The nuances of the John Lewis customer experience
It was refreshing to read about the partnership between John Lewis and CCG Devon in a recent BBC release.
The key objective, which is to focus on excelling in customer care, is something at which John Lewis is particularly good – in fact you could say it is their trade mark. Now whilst CCG is not technically part of the NHS, pretty much all of their staff will have been trained and employed by Primary Care Trusts before transferring across. The private sector makes a big play about supporting the NHS; and there are of course many organisations whose business model is based on positioning themselves as a natural extension of the health service. The concept is that private sector expertise and methodologies can make the difference to get the NHS to work more efficiently. As a result patients get a better experience, and the private sector provider makes a profit – an ideal situation all around. The Partnership model is of course not new to healthcare. Circle Partnership has been built on that foundation and whilst it is probably too early to say how successful it has been, it has created a stir in the market and has certainly been embraced by members of the consultant community.
In the world of private sector domiciliary care, working on behalf of local authorities is a concept that has appeal; where margins are tight and employee retention and service quality are two of the major challenges faced, a partnership model might well be the answer. The fundamental difference between the two organisations is that the John Lewis Partnership is very much centered around a partnership model where employees share in the success of the organisation. This creates high partner engagement and those partners interfacing directly with customers believe in the importance of every interaction – happy employees creating a pleasant shopping experience leading to greater sales. Can this be applied though to the public sector health service? In my experience they are both quite unique employers – the NHS has its own hard coded processes which are difficult to break. There are many thousands of outstanding individuals going to work in the NHS every day determined to do the very best they can for patients, often driven by to the vocational nature of the work they undertake. But even so, they can be overwhelmed by the organisation.
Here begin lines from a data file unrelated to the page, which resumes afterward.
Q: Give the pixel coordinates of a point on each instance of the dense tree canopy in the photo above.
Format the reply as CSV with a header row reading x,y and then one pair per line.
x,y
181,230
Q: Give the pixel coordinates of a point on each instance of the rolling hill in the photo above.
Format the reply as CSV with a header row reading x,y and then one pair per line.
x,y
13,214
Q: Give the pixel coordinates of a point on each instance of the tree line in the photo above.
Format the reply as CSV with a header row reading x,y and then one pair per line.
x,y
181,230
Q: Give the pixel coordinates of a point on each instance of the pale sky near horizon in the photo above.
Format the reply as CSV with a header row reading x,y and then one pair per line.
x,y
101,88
It is after all one of the 5 largest employers in the world and to say it is a complex beast is a massive understatement.
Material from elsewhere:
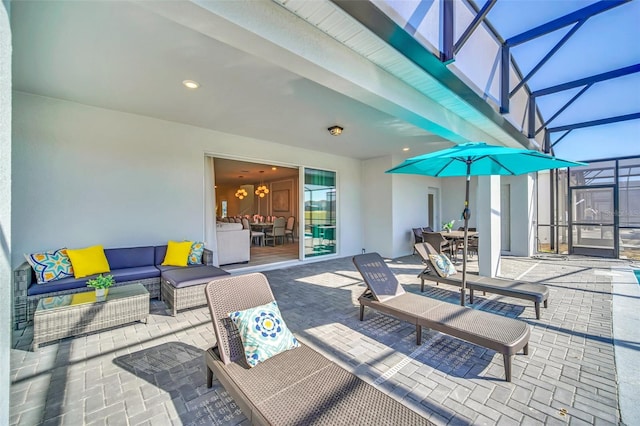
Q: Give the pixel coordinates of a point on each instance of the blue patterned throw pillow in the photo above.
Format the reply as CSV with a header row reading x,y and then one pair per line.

Do NHS employees truly understand customer service? I am afraid there are too many reports of uncomfortable, dehydrated and desperately unhappy patients for there not to be significant room for improvement. I have recruited for John Lewis and know its style. It’s an organisation where decisions are made by committee, and subtle influencing of colleagues in corridors and canteens is the way to get things done. They are rarely first to market with new concepts (think how long it was before they accepted debit cards after the rest of the market) but when they do press the button, they invariably get it right. The impact of decisions on their partners and customers is thought through at every step.
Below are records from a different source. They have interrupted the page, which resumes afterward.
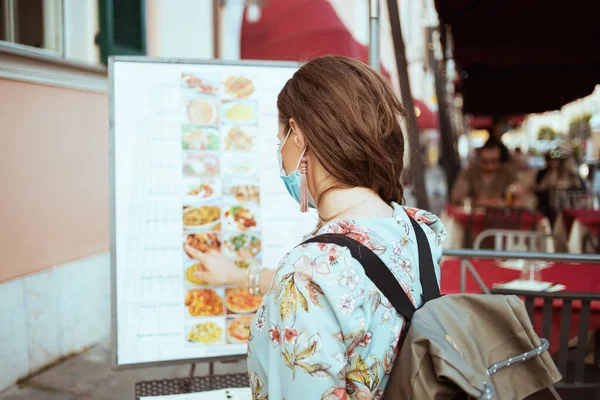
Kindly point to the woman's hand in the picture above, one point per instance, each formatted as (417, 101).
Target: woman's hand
(218, 269)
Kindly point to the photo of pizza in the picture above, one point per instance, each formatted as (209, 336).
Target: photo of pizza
(238, 330)
(240, 301)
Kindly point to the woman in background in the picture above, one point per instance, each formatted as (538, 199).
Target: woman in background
(557, 176)
(324, 330)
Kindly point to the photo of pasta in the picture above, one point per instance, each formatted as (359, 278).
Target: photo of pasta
(196, 190)
(200, 163)
(240, 165)
(190, 271)
(204, 112)
(238, 87)
(199, 138)
(240, 301)
(238, 139)
(242, 218)
(203, 303)
(209, 332)
(238, 329)
(239, 112)
(242, 245)
(244, 192)
(201, 218)
(203, 242)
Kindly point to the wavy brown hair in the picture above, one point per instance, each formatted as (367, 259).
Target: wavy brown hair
(351, 118)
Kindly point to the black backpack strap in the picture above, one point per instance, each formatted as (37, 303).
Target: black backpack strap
(429, 284)
(375, 269)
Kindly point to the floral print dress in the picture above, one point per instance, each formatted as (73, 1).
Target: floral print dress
(324, 330)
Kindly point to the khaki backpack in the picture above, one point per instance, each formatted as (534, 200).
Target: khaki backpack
(457, 346)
Three years ago they still had 900 people working in the Personnel function and were starting to implement a shared service centre to support the business thereby taking away for the stores some of the back office functions. The competition had done this many years previously and, invariably, although saving money, would have made mistakes and upset employees along the way. John Lewis took the view that it wanted to minimise disruption wherever possible. In summary, is this a no lose scenario? As alluded to in the article there are perhaps more similarities between the organisations than is immediately apparent, and there is no doubt that John Lewis is a sensible place to get a best practice solution. However, do even John Lewis employees assisting the NHS have the patience to work through the shift in behavioural change that will be required to make an impact?